– By Andrea Gaines
Local forecasters predict some chilly weather for the mid-Atlantic this winter, combined with equal chances of having either a normal amount of moisture or a little more moisture than normal, particularly as you move west of the I-95 corridor. The coldest weather for us is likely to occur in the next few weeks. Translation: we could be in for a snowy January, but no predictions for a whopping storm. At least not yet.
Weather experts don’t see a strong El Nino or La Nina effect, meaning, they don’t see the unusually warm (El Nino) or cooler (La Nina) ocean temperatures that can affect our local possibilities for snow.
But, the cold is there, along with the chance that some powerful Arctic air blasts could break through from time to time. So, are we headed for a snowy winter, or not? Well … we don’t really know.
Native Virginians Thomas Jefferson and George Washington both made notes in their diaries about the historic snowstorm of Jan. 28, 1772, when some three feet of snow fell. Jan. 16, 1857 saw another big one and the rumors flew, with some on the Chesapeake Bay saying that you could walk 100 yards out on the now frozen Atlantic Ocean. And, on Jan. 28, 1922, 150 years to-the-day of the Jefferson/Washington storm, Washington, DC was buried in 28 inches of snow.
Looking to more recent times, Loudoun’s Blizzard of 1996 graced the county with three feet of snow in three different storms – from Jan. 7 to Jan. 13.
We endured what was affectionately referred to as “Snowmagedden” in early February 2010, with as much as 30 to 36 inches coming down, and another storm about a week later that left another foot or so on the ground.

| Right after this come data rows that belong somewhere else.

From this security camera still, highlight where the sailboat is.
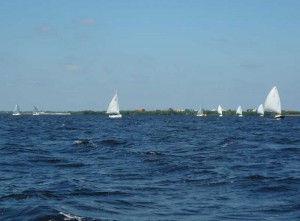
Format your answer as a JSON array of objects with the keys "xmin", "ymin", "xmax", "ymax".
[
  {"xmin": 236, "ymin": 105, "xmax": 243, "ymax": 117},
  {"xmin": 196, "ymin": 107, "xmax": 206, "ymax": 117},
  {"xmin": 265, "ymin": 86, "xmax": 284, "ymax": 120},
  {"xmin": 106, "ymin": 91, "xmax": 122, "ymax": 118},
  {"xmin": 257, "ymin": 104, "xmax": 265, "ymax": 117},
  {"xmin": 32, "ymin": 106, "xmax": 40, "ymax": 115},
  {"xmin": 218, "ymin": 105, "xmax": 223, "ymax": 117},
  {"xmin": 13, "ymin": 105, "xmax": 21, "ymax": 115}
]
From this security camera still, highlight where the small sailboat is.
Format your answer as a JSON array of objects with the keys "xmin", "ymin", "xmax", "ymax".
[
  {"xmin": 236, "ymin": 105, "xmax": 243, "ymax": 117},
  {"xmin": 106, "ymin": 91, "xmax": 122, "ymax": 118},
  {"xmin": 196, "ymin": 107, "xmax": 205, "ymax": 117},
  {"xmin": 265, "ymin": 86, "xmax": 284, "ymax": 120},
  {"xmin": 13, "ymin": 105, "xmax": 21, "ymax": 115},
  {"xmin": 218, "ymin": 105, "xmax": 223, "ymax": 117},
  {"xmin": 257, "ymin": 104, "xmax": 265, "ymax": 117},
  {"xmin": 32, "ymin": 106, "xmax": 40, "ymax": 115}
]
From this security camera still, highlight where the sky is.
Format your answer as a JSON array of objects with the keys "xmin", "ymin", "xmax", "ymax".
[{"xmin": 0, "ymin": 0, "xmax": 300, "ymax": 111}]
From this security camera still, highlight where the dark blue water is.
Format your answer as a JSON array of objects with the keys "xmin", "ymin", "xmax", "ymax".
[{"xmin": 0, "ymin": 115, "xmax": 300, "ymax": 221}]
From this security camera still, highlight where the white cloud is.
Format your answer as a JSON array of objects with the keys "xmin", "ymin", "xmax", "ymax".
[
  {"xmin": 37, "ymin": 26, "xmax": 54, "ymax": 35},
  {"xmin": 65, "ymin": 64, "xmax": 80, "ymax": 72},
  {"xmin": 76, "ymin": 18, "xmax": 97, "ymax": 26}
]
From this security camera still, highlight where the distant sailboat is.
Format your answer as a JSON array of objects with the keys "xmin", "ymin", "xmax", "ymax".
[
  {"xmin": 236, "ymin": 105, "xmax": 243, "ymax": 117},
  {"xmin": 218, "ymin": 105, "xmax": 223, "ymax": 117},
  {"xmin": 196, "ymin": 107, "xmax": 205, "ymax": 117},
  {"xmin": 13, "ymin": 105, "xmax": 21, "ymax": 115},
  {"xmin": 257, "ymin": 104, "xmax": 265, "ymax": 117},
  {"xmin": 265, "ymin": 87, "xmax": 284, "ymax": 120},
  {"xmin": 106, "ymin": 91, "xmax": 122, "ymax": 118},
  {"xmin": 32, "ymin": 106, "xmax": 40, "ymax": 115}
]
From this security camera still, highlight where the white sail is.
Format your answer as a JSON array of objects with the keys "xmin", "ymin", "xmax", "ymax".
[
  {"xmin": 106, "ymin": 92, "xmax": 122, "ymax": 118},
  {"xmin": 236, "ymin": 105, "xmax": 243, "ymax": 117},
  {"xmin": 32, "ymin": 106, "xmax": 40, "ymax": 115},
  {"xmin": 257, "ymin": 104, "xmax": 265, "ymax": 116},
  {"xmin": 218, "ymin": 105, "xmax": 223, "ymax": 117},
  {"xmin": 13, "ymin": 105, "xmax": 21, "ymax": 115},
  {"xmin": 265, "ymin": 86, "xmax": 284, "ymax": 119},
  {"xmin": 265, "ymin": 87, "xmax": 281, "ymax": 114},
  {"xmin": 197, "ymin": 107, "xmax": 204, "ymax": 117}
]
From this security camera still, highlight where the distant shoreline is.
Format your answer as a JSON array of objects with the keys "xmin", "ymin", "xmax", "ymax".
[{"xmin": 0, "ymin": 109, "xmax": 300, "ymax": 117}]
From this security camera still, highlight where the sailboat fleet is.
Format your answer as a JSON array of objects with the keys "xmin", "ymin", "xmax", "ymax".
[{"xmin": 12, "ymin": 86, "xmax": 284, "ymax": 120}]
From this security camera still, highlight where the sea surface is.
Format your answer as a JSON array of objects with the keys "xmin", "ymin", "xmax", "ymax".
[{"xmin": 0, "ymin": 115, "xmax": 300, "ymax": 221}]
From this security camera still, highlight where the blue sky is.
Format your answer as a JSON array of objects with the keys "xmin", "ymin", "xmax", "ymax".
[{"xmin": 0, "ymin": 0, "xmax": 300, "ymax": 111}]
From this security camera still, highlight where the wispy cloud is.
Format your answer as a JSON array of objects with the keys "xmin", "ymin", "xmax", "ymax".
[
  {"xmin": 241, "ymin": 63, "xmax": 264, "ymax": 70},
  {"xmin": 75, "ymin": 18, "xmax": 98, "ymax": 26},
  {"xmin": 37, "ymin": 26, "xmax": 54, "ymax": 35},
  {"xmin": 65, "ymin": 64, "xmax": 80, "ymax": 72}
]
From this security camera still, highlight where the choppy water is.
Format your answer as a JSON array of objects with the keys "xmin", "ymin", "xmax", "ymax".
[{"xmin": 0, "ymin": 115, "xmax": 300, "ymax": 221}]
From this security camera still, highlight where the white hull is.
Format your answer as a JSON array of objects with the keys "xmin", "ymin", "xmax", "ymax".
[
  {"xmin": 274, "ymin": 114, "xmax": 284, "ymax": 120},
  {"xmin": 108, "ymin": 114, "xmax": 122, "ymax": 118},
  {"xmin": 32, "ymin": 112, "xmax": 71, "ymax": 116}
]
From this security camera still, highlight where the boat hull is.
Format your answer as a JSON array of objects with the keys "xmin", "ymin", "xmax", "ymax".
[
  {"xmin": 274, "ymin": 114, "xmax": 284, "ymax": 120},
  {"xmin": 108, "ymin": 114, "xmax": 122, "ymax": 118}
]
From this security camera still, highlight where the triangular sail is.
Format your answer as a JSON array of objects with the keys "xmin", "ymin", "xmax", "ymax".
[
  {"xmin": 257, "ymin": 104, "xmax": 265, "ymax": 115},
  {"xmin": 13, "ymin": 105, "xmax": 21, "ymax": 115},
  {"xmin": 265, "ymin": 87, "xmax": 281, "ymax": 114},
  {"xmin": 32, "ymin": 106, "xmax": 39, "ymax": 113},
  {"xmin": 106, "ymin": 92, "xmax": 120, "ymax": 114},
  {"xmin": 218, "ymin": 105, "xmax": 222, "ymax": 116},
  {"xmin": 236, "ymin": 106, "xmax": 243, "ymax": 115},
  {"xmin": 197, "ymin": 107, "xmax": 203, "ymax": 116}
]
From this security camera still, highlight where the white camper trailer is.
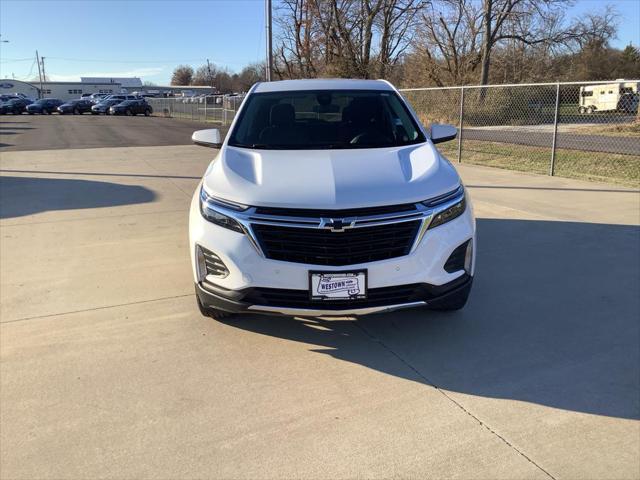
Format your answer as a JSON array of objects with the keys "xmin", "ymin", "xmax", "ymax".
[{"xmin": 578, "ymin": 80, "xmax": 640, "ymax": 114}]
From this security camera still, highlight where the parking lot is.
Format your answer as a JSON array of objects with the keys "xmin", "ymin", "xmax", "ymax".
[
  {"xmin": 0, "ymin": 115, "xmax": 640, "ymax": 479},
  {"xmin": 0, "ymin": 114, "xmax": 220, "ymax": 152}
]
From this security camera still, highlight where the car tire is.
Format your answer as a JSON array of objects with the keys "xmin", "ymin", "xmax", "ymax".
[
  {"xmin": 428, "ymin": 283, "xmax": 471, "ymax": 312},
  {"xmin": 196, "ymin": 286, "xmax": 234, "ymax": 320}
]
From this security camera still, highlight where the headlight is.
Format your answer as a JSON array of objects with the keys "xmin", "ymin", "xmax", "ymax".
[
  {"xmin": 200, "ymin": 187, "xmax": 247, "ymax": 233},
  {"xmin": 429, "ymin": 197, "xmax": 467, "ymax": 228},
  {"xmin": 422, "ymin": 185, "xmax": 467, "ymax": 228}
]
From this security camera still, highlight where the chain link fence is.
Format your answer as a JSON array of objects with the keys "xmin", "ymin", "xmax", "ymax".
[
  {"xmin": 147, "ymin": 95, "xmax": 244, "ymax": 126},
  {"xmin": 401, "ymin": 80, "xmax": 640, "ymax": 187},
  {"xmin": 148, "ymin": 80, "xmax": 640, "ymax": 187}
]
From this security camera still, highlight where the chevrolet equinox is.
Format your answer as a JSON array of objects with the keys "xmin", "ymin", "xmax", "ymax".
[{"xmin": 189, "ymin": 79, "xmax": 475, "ymax": 318}]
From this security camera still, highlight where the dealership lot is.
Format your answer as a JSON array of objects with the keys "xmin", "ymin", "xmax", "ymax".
[
  {"xmin": 0, "ymin": 116, "xmax": 640, "ymax": 479},
  {"xmin": 0, "ymin": 114, "xmax": 221, "ymax": 152}
]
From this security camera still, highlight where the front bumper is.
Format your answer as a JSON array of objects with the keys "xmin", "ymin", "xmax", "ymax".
[
  {"xmin": 189, "ymin": 186, "xmax": 475, "ymax": 316},
  {"xmin": 196, "ymin": 274, "xmax": 473, "ymax": 316}
]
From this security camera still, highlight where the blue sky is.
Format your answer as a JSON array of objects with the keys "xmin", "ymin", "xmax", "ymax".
[{"xmin": 0, "ymin": 0, "xmax": 640, "ymax": 84}]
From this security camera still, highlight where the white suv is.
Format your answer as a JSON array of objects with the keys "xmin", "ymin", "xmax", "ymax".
[{"xmin": 189, "ymin": 80, "xmax": 475, "ymax": 318}]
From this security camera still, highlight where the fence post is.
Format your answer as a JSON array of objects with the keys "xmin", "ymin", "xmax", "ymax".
[
  {"xmin": 549, "ymin": 82, "xmax": 560, "ymax": 177},
  {"xmin": 458, "ymin": 86, "xmax": 464, "ymax": 163}
]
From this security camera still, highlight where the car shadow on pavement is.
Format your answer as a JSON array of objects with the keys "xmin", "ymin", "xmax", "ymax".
[
  {"xmin": 225, "ymin": 219, "xmax": 640, "ymax": 419},
  {"xmin": 0, "ymin": 176, "xmax": 156, "ymax": 218}
]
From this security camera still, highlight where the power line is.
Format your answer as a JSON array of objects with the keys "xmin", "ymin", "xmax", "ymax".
[{"xmin": 47, "ymin": 57, "xmax": 246, "ymax": 65}]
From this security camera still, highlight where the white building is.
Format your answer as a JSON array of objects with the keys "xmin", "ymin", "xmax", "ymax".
[
  {"xmin": 0, "ymin": 77, "xmax": 213, "ymax": 100},
  {"xmin": 0, "ymin": 78, "xmax": 126, "ymax": 100},
  {"xmin": 80, "ymin": 77, "xmax": 142, "ymax": 92}
]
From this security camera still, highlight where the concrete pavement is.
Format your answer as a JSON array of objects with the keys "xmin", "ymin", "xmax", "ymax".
[{"xmin": 0, "ymin": 144, "xmax": 640, "ymax": 479}]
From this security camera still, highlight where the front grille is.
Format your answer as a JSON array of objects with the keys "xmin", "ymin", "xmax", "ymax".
[
  {"xmin": 256, "ymin": 203, "xmax": 416, "ymax": 218},
  {"xmin": 252, "ymin": 220, "xmax": 420, "ymax": 266},
  {"xmin": 243, "ymin": 283, "xmax": 425, "ymax": 310}
]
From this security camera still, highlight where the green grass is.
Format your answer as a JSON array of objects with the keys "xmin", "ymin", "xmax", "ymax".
[{"xmin": 439, "ymin": 140, "xmax": 640, "ymax": 187}]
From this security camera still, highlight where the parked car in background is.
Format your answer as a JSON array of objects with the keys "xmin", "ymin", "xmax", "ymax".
[
  {"xmin": 103, "ymin": 94, "xmax": 139, "ymax": 102},
  {"xmin": 58, "ymin": 99, "xmax": 93, "ymax": 115},
  {"xmin": 27, "ymin": 98, "xmax": 64, "ymax": 115},
  {"xmin": 189, "ymin": 79, "xmax": 476, "ymax": 319},
  {"xmin": 578, "ymin": 79, "xmax": 640, "ymax": 114},
  {"xmin": 89, "ymin": 93, "xmax": 109, "ymax": 104},
  {"xmin": 0, "ymin": 98, "xmax": 33, "ymax": 115},
  {"xmin": 109, "ymin": 100, "xmax": 153, "ymax": 117},
  {"xmin": 91, "ymin": 98, "xmax": 122, "ymax": 115}
]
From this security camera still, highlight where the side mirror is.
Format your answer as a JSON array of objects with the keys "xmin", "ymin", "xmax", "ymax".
[
  {"xmin": 191, "ymin": 128, "xmax": 222, "ymax": 148},
  {"xmin": 431, "ymin": 123, "xmax": 458, "ymax": 143}
]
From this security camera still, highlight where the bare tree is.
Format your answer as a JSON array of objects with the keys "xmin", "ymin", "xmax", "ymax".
[
  {"xmin": 171, "ymin": 65, "xmax": 193, "ymax": 85},
  {"xmin": 417, "ymin": 0, "xmax": 615, "ymax": 85},
  {"xmin": 275, "ymin": 0, "xmax": 427, "ymax": 78}
]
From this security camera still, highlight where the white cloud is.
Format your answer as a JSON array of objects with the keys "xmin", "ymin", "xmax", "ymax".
[{"xmin": 47, "ymin": 67, "xmax": 165, "ymax": 82}]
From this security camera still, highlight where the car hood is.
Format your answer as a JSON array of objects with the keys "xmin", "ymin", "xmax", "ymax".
[{"xmin": 203, "ymin": 143, "xmax": 460, "ymax": 209}]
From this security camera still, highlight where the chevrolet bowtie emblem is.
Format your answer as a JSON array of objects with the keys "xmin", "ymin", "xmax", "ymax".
[{"xmin": 320, "ymin": 218, "xmax": 356, "ymax": 232}]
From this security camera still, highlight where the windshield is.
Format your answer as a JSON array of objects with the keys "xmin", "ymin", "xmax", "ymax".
[{"xmin": 229, "ymin": 90, "xmax": 425, "ymax": 150}]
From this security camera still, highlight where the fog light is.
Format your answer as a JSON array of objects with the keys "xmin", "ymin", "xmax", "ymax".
[
  {"xmin": 196, "ymin": 245, "xmax": 207, "ymax": 282},
  {"xmin": 196, "ymin": 245, "xmax": 229, "ymax": 282},
  {"xmin": 444, "ymin": 240, "xmax": 472, "ymax": 273},
  {"xmin": 464, "ymin": 240, "xmax": 473, "ymax": 275}
]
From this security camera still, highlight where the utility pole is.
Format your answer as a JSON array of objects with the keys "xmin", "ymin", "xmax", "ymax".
[
  {"xmin": 207, "ymin": 58, "xmax": 216, "ymax": 93},
  {"xmin": 36, "ymin": 50, "xmax": 43, "ymax": 98},
  {"xmin": 40, "ymin": 57, "xmax": 47, "ymax": 82},
  {"xmin": 265, "ymin": 0, "xmax": 273, "ymax": 82}
]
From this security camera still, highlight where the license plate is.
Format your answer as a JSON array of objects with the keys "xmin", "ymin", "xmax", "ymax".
[{"xmin": 309, "ymin": 270, "xmax": 367, "ymax": 300}]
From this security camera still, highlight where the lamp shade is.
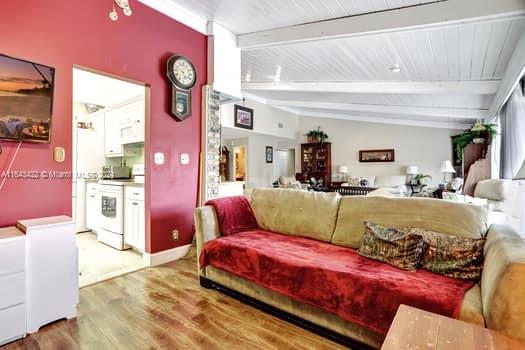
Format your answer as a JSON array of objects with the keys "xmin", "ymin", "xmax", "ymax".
[
  {"xmin": 439, "ymin": 160, "xmax": 456, "ymax": 174},
  {"xmin": 407, "ymin": 165, "xmax": 419, "ymax": 175},
  {"xmin": 337, "ymin": 165, "xmax": 348, "ymax": 174},
  {"xmin": 514, "ymin": 159, "xmax": 525, "ymax": 180}
]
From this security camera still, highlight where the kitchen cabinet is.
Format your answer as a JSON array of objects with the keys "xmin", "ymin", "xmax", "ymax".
[
  {"xmin": 124, "ymin": 186, "xmax": 146, "ymax": 252},
  {"xmin": 119, "ymin": 99, "xmax": 145, "ymax": 145},
  {"xmin": 86, "ymin": 182, "xmax": 100, "ymax": 232},
  {"xmin": 104, "ymin": 109, "xmax": 124, "ymax": 157},
  {"xmin": 104, "ymin": 98, "xmax": 146, "ymax": 157}
]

And, 2016’s Snowstorm Jonas put Northern Virginia and our very own Village of Philomont in the record books. Philomont saw over three feet of snow – leading the state with 39 inches. Ashburn got 36 inches. Leesburg, 34, Purcellville, 33, Middleburg, 32 and the ever-exact Dulles Airport, 29.3.
While temperatures are predicted to be a bit cooler this winter than last winter, which was slightly warmer than normal, seasonal averages will hold for the winter of 2017 to 2018. Experts predict that the average low temperatures for our area in January will be in the 20s, the average high temperatures will be in the 30s.
The Old Farmer’s Almanac predicts that the winter of 2017-2018 will be colder than last winter. It also predicts more snow. Watch out, it says, for a “wintry chill,” and a “wet and white” season.
You have no doubt heard the expression that “no two snowflakes are the same.” Well, it’s true. And, not only are they individual in nature – like a fingerprint – they come in different forms and shapes, depending on the temperature and humidity in the area of the atmosphere in which they are formed and travel down to earth.
Basic snowflake forms include dendrite, plate and column, but within these categories are dozens of individual varieties. The larger – and more symmetrical – dendrite flakes stack up quickly when they hit the ground, producing greater accumulations than, say, smaller and less complex plate and column types.